En el palacio de Leontes

Muy estrecha amistad unía, ya desde la infancia, a Leontes, rey de Sicilia, y Polixeno, rey de Bohemia. Habían sido educados juntos y pasado en compañía lo más florido de su juventud, por lo cual había entre ellos gran intimidad. Al tener, pues, que separarse, porque así lo reclamaban los respectivos deberes de soberano de sus Estados, siguieron manteniendo las más cordíales relaciónes enviándose mutuamente regalos y menudeando la correspondencia.

Andando el tiempo contrajeron ambos matrimonio. Leontes tomó por esposa a la noble y bella Hermióna que dio a luz al príncipe Mamilio. Un mes después tuvo Polixeno un hijo a quien llamó Florizel. De unos cinco años próximamente eran estos dos vástagos cuando Polixeno fue a Sicilia a visitar a Leontes: allí permaneció muchos meses, renovando al lado de su antiguo amigo los felices recuerdos de la infancia, cariñosamente acogido por Hermióna, la cual se holgaba en extremo de su presencia y le agasajaba en gran manera por atención a su esposo.

Vino empero la hora de regresar Polixeno a sus Estados. Largo tiempo había estado ausente de Bohemia, y los negocios del reino reclamaban su presencia. Instábale vivamente Leontes a que prolongase su estancia en Sicilia, aunque, no fuese sino algunos días más: pero Polixeno llevó adelante su resolución de partir, viendo lo cual puso Leontes en juego la influencia de su esposa. Gozosa ésta de poder complacer a su marido, aunque movida también por el sincero afecto que profesaba a su huésped, afirmó chanceándose que se oponía absolutamente a que Polixeno partiese de Sicilia, que los asuntos de Bohemia iban como una seda y no exigían para nada su presencia, y en fin, que era inútil que buscase un pretexto para irse, pues no le valdría.

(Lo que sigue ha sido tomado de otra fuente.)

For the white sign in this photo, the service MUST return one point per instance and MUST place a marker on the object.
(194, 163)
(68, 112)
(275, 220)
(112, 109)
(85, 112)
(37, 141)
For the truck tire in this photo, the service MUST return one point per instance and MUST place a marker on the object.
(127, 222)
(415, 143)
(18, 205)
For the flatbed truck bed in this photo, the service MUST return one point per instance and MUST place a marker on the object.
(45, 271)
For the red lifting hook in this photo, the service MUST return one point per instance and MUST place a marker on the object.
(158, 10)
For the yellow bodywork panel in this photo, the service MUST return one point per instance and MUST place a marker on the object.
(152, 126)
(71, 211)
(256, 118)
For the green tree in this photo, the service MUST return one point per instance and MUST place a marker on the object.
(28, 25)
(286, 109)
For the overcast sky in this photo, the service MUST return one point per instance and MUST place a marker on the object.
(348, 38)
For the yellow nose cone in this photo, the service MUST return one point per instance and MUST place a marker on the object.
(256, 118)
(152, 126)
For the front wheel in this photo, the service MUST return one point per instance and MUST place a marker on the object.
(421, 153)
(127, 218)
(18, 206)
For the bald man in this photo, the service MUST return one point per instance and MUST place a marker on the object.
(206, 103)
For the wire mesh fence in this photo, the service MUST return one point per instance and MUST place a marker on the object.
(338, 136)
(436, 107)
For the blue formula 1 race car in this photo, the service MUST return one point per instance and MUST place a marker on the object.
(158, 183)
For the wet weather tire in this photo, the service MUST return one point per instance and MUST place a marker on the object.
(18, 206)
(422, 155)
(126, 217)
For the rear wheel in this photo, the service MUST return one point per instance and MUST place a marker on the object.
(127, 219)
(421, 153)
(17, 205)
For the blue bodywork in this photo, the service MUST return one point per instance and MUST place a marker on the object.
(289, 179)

Persuadido como estaba Polixeno de que ni para la próspera marcha de un Estado, ni aun por el bien decir de los súbditos, es conveniente que el soberano falte largo tiempo de su reino, replicó a las instancias de la joven soberana, que verdaderamente había de partir.

—Verdaderamente, pues, no partiréis—dijo aquella, — y tened en cuenta que el verdaderamente de una dama tiene mayor fuerza que no el de un caballero. Y en este caso (continuó Hermióna) vamos a ver: en el supuesto (pues no puede ser de otra manera) que os quedáis, ¿cómo queréis que se os trate, como prisiónero o como huésped? porque una de las dos cosas habéis de ser.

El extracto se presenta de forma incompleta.